Now, I have also developed a trove of enthusiastic, regular tea fans. “My wife will not drink anything else,” or “I make a pot of your black tea everyday and take it to work,” I hear in my driveway most every day selling tea to drive-up’s. I have customers now buying tea by the pound instead of the small bags of teabags. This is really chopping into my already diminished supply. I have not sold out of tea since the mid 1990’s when I first went into business all year long but with the poor yield this year and increased demand, selling out just may happen this year.
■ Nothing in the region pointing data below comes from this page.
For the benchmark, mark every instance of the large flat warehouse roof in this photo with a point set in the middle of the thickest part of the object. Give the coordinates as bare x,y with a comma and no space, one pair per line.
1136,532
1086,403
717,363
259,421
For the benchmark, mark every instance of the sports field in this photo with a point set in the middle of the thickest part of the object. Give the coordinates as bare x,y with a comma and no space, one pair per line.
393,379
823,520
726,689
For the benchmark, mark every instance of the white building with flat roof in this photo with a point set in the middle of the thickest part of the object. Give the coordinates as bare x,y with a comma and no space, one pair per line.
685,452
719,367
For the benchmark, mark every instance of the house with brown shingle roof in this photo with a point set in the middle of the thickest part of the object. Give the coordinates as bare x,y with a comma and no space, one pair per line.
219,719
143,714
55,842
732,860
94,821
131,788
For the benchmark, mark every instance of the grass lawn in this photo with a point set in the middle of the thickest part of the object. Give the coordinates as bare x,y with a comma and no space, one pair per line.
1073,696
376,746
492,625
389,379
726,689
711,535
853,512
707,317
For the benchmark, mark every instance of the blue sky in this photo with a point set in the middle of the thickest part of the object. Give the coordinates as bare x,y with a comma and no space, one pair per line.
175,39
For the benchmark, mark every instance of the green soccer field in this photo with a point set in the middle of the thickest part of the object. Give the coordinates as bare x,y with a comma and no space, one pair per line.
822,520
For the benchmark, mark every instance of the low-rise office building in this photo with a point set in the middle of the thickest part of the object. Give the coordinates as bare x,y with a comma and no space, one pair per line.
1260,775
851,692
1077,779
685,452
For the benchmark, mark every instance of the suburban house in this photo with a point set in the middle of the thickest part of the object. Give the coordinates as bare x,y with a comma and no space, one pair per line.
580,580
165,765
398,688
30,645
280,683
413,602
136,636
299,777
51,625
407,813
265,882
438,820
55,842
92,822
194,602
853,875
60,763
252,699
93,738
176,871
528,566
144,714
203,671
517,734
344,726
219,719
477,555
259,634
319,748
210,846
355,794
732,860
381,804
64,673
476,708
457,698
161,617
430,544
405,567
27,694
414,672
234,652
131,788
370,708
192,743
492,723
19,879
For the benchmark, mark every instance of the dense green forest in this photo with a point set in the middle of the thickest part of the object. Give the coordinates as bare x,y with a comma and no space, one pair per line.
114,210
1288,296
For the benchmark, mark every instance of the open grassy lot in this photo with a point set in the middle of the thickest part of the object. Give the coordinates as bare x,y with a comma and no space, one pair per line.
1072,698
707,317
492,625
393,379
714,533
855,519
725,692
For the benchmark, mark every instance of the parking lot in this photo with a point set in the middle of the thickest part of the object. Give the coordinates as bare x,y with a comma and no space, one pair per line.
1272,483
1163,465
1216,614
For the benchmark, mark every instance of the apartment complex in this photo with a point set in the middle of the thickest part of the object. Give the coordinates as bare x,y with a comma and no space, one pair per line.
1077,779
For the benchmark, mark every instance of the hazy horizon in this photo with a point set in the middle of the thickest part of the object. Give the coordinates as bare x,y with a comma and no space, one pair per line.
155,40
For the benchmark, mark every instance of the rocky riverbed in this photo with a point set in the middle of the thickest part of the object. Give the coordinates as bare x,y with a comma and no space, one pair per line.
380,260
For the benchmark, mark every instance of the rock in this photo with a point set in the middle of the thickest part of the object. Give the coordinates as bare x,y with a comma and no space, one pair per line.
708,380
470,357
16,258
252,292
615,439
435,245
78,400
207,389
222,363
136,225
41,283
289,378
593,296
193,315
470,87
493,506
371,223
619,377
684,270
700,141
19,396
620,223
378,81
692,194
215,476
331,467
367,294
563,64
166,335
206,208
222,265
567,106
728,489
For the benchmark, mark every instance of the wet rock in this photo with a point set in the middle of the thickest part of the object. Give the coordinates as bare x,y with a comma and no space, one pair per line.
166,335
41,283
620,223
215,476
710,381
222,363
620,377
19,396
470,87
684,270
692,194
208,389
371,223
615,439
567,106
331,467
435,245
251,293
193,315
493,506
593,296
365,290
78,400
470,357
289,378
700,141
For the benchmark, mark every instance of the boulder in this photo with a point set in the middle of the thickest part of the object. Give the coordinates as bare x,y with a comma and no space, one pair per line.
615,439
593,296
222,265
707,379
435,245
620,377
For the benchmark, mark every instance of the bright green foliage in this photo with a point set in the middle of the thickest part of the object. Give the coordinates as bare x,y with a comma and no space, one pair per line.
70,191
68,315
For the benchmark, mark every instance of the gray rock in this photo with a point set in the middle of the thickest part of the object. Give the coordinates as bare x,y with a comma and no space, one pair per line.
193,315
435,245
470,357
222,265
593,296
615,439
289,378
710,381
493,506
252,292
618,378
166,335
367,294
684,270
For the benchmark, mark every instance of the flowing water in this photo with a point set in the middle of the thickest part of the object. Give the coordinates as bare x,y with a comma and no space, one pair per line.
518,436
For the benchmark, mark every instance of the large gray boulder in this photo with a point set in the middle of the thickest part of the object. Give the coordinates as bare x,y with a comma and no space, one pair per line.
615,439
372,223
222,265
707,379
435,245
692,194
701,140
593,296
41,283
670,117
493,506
Here comes the bad news. I am about to raise my prices for tea tours. It is not that I need more money for any expenses or overhead cost, I just want to have less tea tour demand. Every morning around 8:30-9:30 am, tourist plan their day and I get three calls a day wanting to come over “today or tomorrow.” I do tours most every day, unless I plan on something else. I turn away many more guests that I can entertain. Also, so many tourist don’t buy any tea after the tours so $10 for an hour and a half of my time telling folks about by lifetime experience of tea producing is just not good use of my time. This will happen several tours in a row. I question myself, “Why am I doing this?” So, beginning January 1, 2024, my tea tours are going to be $20 per person.
I also have learned that my tea producing friends to the west are selling their tea for $90 per pound, and my friends to the east are selling their tea for $380 (!!) per pound. I have been selling my half pound bags of loose leaf green and black tea for $15 each. That’s $30 per pound. So after the first of the year the loose leaf bags will go from 8 ounces to 6 ounces and will carry the hefty price of $20 per unit. I guess its a sign of the inflated times we live in.
I’ve known this pessimistic, bad news was coming and I’ve hesitated to write it out, but here it is. One of my advisors tells me that I will still be overwhelmed with tour request, I will just make more money. That’s OK, I guess, we will see how it goes.